9.10Compte tenu de ce qui précède, le Comité conclut qu’en l’espèce, en expulsant le requérant vers la Turquie, l’État partie a violé l’article 3 de la Convention. Compte tenu de cette conclusion, le Comité n’examinera aucun des autres griefs formulés par le requérant.
10.Le Comité, agissant en vertu du paragraphe 7 de l’article 22 de la Convention, conclut que l’extradition du requérant vers la Turquie a constitué une violation de l’article 3 de la Convention. S’agissant du non-respect par l’État partie de la demande de mesures provisoires que le Comité lui a adressée le 11 décembre 2017 afin que le requérant ne soit pas extradé et de l’expulsion de celui-ci vers la Turquie le 25 décembre 2017, le Comité, agissant en vertu du paragraphe 7 de l’article 22 de la Convention, décide que les faits dont il est saisi constituent une violation par l’État partie de l’article 22 de la Convention, dans la mesure où l’État partie n’a pas coopéré de bonne foi avec le Comité, empêchant ainsi celui‑ci d’examiner effectivement la présente communication. Le Comité note également que l’État partie n’a pas fourni suffisamment de détails précis sur le point de savoir s’il avait effectué un quelconque suivi après avoir expulsé le requérant et s’il avait pris des mesures pour faire en sorte que ce suivi soit objectif, impartial et fiable.
11.Le Comité considère que l’État partie est tenu d’accorder réparation au requérant, notamment en l’indemnisant adéquatement pour le préjudice non pécuniaire, à savoir le préjudice matériel et moral, qui lui a été causé.L’État partie devrait rechercher les moyens d’observer dans quelles conditions le requérant est détenu en Turquie pour faire en sorte qu’il ne soit pas soumis à un traitement contraire à l’article 3 de la Convention, et informer le Comité des résultats de ce suivi.
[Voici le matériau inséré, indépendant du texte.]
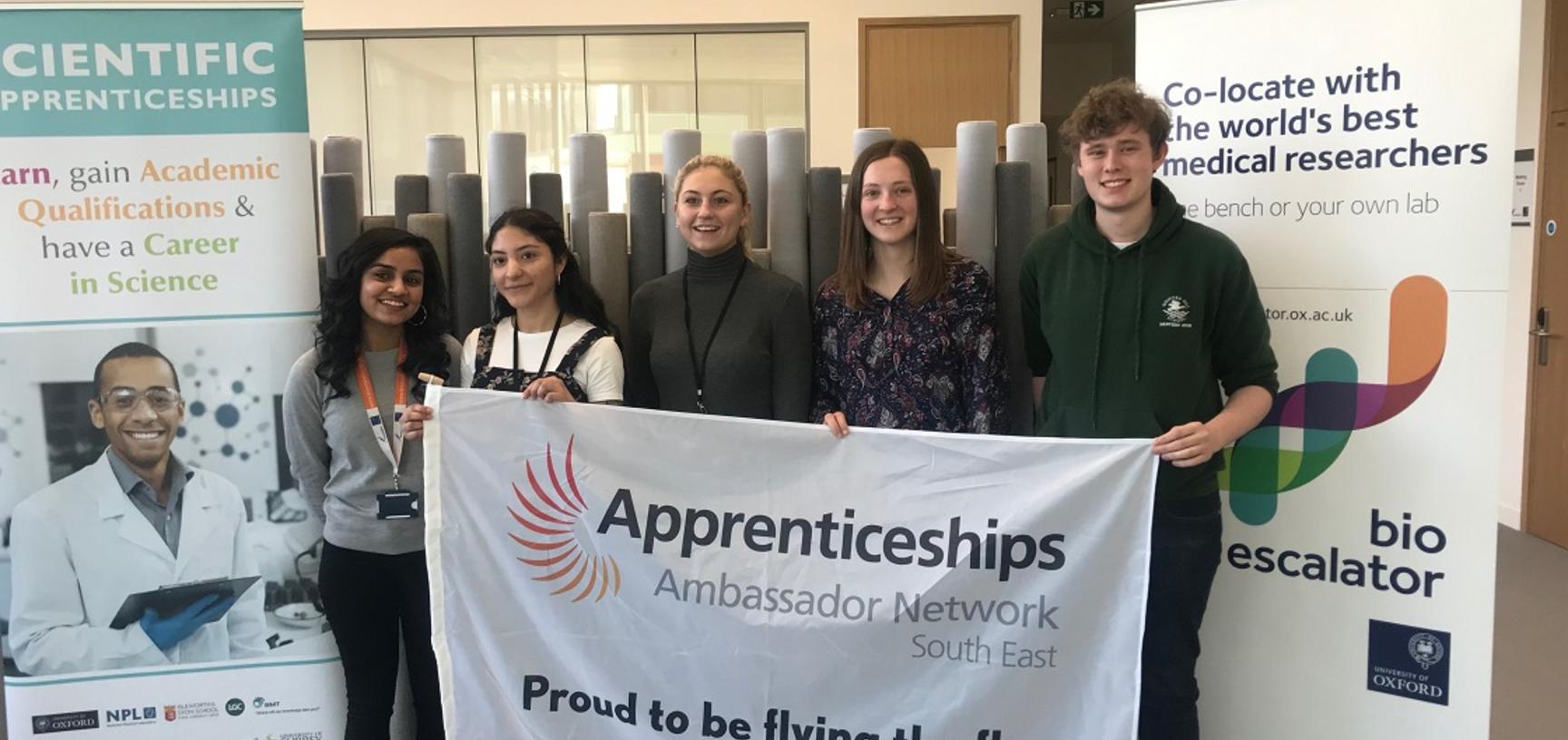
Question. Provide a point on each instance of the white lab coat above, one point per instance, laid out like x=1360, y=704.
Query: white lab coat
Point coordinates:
x=80, y=546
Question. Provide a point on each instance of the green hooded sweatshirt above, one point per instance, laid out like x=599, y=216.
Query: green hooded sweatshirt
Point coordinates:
x=1137, y=341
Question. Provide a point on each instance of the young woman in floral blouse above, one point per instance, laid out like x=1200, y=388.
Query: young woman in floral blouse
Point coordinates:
x=905, y=329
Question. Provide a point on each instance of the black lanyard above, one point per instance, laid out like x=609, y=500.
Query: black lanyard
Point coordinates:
x=547, y=346
x=700, y=369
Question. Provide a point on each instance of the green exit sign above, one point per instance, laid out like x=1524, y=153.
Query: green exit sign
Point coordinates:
x=1089, y=8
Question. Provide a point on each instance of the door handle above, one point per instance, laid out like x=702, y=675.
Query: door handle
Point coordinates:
x=1542, y=336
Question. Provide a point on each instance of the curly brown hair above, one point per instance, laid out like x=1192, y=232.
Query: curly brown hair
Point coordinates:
x=1109, y=109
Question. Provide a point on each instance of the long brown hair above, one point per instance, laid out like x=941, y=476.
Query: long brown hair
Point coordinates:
x=855, y=248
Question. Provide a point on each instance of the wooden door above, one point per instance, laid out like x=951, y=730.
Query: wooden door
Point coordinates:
x=924, y=75
x=1546, y=416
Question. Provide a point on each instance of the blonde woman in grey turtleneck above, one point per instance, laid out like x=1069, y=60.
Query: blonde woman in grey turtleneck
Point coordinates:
x=719, y=336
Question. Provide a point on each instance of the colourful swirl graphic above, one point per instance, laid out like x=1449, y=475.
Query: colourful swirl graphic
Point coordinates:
x=1330, y=404
x=554, y=540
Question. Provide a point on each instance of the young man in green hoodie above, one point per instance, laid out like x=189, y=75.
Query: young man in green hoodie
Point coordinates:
x=1135, y=318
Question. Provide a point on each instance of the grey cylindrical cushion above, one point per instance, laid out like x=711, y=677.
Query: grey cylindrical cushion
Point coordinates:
x=316, y=208
x=751, y=152
x=611, y=270
x=544, y=193
x=339, y=217
x=866, y=137
x=444, y=156
x=788, y=204
x=346, y=154
x=681, y=144
x=433, y=226
x=1059, y=213
x=366, y=223
x=469, y=273
x=977, y=191
x=590, y=190
x=825, y=215
x=409, y=195
x=1014, y=229
x=507, y=170
x=1029, y=143
x=936, y=187
x=645, y=202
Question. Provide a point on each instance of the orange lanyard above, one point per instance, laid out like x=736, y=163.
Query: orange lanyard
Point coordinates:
x=391, y=443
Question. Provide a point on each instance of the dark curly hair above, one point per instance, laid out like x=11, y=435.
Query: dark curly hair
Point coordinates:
x=573, y=294
x=340, y=329
x=1107, y=109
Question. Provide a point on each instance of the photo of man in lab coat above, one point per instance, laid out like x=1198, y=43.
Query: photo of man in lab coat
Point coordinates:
x=137, y=520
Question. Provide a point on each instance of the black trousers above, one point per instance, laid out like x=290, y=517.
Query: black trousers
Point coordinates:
x=1184, y=557
x=368, y=599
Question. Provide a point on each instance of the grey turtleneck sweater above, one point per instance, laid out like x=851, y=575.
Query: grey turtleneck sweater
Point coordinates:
x=760, y=365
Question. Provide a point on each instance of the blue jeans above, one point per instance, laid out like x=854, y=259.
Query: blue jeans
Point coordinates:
x=1184, y=557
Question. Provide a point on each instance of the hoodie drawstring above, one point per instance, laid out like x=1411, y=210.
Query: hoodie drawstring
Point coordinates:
x=1100, y=339
x=1137, y=325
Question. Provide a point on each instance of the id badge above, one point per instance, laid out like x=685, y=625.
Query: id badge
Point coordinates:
x=397, y=505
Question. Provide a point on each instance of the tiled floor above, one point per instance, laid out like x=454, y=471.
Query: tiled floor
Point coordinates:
x=1529, y=681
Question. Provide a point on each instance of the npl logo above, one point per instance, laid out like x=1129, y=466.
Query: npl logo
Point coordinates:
x=131, y=716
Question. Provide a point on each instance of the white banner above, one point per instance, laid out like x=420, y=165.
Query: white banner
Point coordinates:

12.Le Comité, conformément au paragraphe 5 de l’article 118 de son règlement intérieur, prie instamment l’État partie de l’informer, dans un délai de quatre-vingt-dix jours à compter de la date de transmission de la présente décision, des mesures qu’il aura prises pour y donner suite. Il prie instamment l’État partie de prendre des mesures afin de prévenir des violations similaires de l’article 22 à l’avenir et de faire en sorte que, lorsque le Comité demande l’adoption de mesures provisoires, les requérants ne soient pas expulsés de sa juridiction avant que le Comité ait rendu sa décision.